“You think so?” Geisel replied. “It seems as though the opposite is true, in fact. One shock has reversed another. The trauma may be his catharsis. Now, at last, he has started to get better.”
25
T
he
bierkeller
’s dressing room reeked of stale smoke, hairspray, and cheap perfume. Alix stubbed out a cigarette and steeled herself to go back to work. She tugged at her short white stockings, snapping the elastic just above her knees. The waitresses all wore tarted-up Heidi costumes: a short red skirt with a petticoat frill at the bottom; a lace-up black bodice, and a skimpy, low-cut white blouse. She pulled the laces tight, tying the ends in a bow beneath her breasts. Then she put her wig back on. It was bright blond, with pigtails, tied at the end with little red bows. She took a deep breath and stepped out into the bar.
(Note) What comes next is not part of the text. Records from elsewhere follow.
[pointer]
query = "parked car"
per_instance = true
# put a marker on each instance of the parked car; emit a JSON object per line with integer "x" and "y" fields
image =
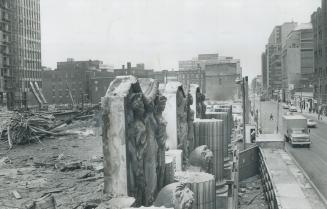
{"x": 311, "y": 123}
{"x": 293, "y": 109}
{"x": 295, "y": 130}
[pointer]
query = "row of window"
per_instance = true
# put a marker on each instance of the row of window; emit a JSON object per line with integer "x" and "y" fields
{"x": 321, "y": 72}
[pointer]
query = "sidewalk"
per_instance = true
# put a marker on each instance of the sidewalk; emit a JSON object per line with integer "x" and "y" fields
{"x": 313, "y": 116}
{"x": 292, "y": 189}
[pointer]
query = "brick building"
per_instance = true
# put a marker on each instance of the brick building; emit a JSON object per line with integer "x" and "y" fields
{"x": 76, "y": 82}
{"x": 215, "y": 74}
{"x": 20, "y": 52}
{"x": 319, "y": 23}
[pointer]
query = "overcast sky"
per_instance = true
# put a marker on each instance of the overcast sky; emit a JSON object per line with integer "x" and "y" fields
{"x": 161, "y": 32}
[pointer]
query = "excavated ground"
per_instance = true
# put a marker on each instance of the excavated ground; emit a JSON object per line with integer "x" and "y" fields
{"x": 68, "y": 167}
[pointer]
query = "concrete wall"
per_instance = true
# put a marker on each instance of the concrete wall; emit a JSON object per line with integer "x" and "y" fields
{"x": 248, "y": 163}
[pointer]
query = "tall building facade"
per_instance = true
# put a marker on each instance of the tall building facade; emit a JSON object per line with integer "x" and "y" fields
{"x": 319, "y": 23}
{"x": 6, "y": 82}
{"x": 76, "y": 82}
{"x": 273, "y": 52}
{"x": 264, "y": 72}
{"x": 20, "y": 52}
{"x": 298, "y": 61}
{"x": 219, "y": 77}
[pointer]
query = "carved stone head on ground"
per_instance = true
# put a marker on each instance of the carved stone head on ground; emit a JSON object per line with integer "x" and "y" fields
{"x": 160, "y": 103}
{"x": 175, "y": 195}
{"x": 202, "y": 157}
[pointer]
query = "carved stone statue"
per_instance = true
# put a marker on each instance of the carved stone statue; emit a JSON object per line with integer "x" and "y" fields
{"x": 202, "y": 157}
{"x": 175, "y": 195}
{"x": 200, "y": 106}
{"x": 190, "y": 120}
{"x": 182, "y": 125}
{"x": 134, "y": 138}
{"x": 137, "y": 143}
{"x": 161, "y": 136}
{"x": 150, "y": 161}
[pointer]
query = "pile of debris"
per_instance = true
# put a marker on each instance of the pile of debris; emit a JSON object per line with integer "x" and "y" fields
{"x": 27, "y": 127}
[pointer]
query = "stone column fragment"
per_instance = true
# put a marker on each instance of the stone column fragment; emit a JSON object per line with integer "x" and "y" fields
{"x": 203, "y": 187}
{"x": 210, "y": 133}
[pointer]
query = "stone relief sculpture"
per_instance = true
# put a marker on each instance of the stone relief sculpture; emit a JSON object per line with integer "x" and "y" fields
{"x": 200, "y": 106}
{"x": 161, "y": 136}
{"x": 182, "y": 125}
{"x": 136, "y": 146}
{"x": 190, "y": 127}
{"x": 175, "y": 195}
{"x": 154, "y": 164}
{"x": 134, "y": 139}
{"x": 202, "y": 158}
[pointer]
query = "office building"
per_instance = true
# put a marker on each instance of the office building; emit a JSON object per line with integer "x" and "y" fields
{"x": 273, "y": 53}
{"x": 20, "y": 53}
{"x": 220, "y": 74}
{"x": 319, "y": 24}
{"x": 298, "y": 61}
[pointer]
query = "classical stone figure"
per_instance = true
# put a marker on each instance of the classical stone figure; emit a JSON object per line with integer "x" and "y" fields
{"x": 190, "y": 120}
{"x": 200, "y": 106}
{"x": 137, "y": 143}
{"x": 151, "y": 161}
{"x": 175, "y": 195}
{"x": 161, "y": 136}
{"x": 202, "y": 157}
{"x": 182, "y": 125}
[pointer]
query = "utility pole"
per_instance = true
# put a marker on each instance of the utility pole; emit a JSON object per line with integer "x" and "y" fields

Alix scanned the room, apparently greeting the customers with a smile or a flirtatiously blown kiss, but in actual fact examining each of them, watching for any indications of those who were likely to be particularly drunk or obnoxious. On the far side of the room she saw a woman sitting by herself at a table for two, next door to the banker and his clients.
The woman was small and wiry. Her pantsuit—plain, but perfectly tailored—was as black as the hair that framed her face in a severe, geometric bob. The dim light of the
bierkeller
had turned her thickly painted lips from vivid crimson to the dark, rich purple of a ripe eggplant. For a moment, as she looked at Alix, her face was utterly expressionless—until their eyes locked and the woman smiled back at Alix and kissed the air, mimicking her gestures with a sort of contemptuous mockery.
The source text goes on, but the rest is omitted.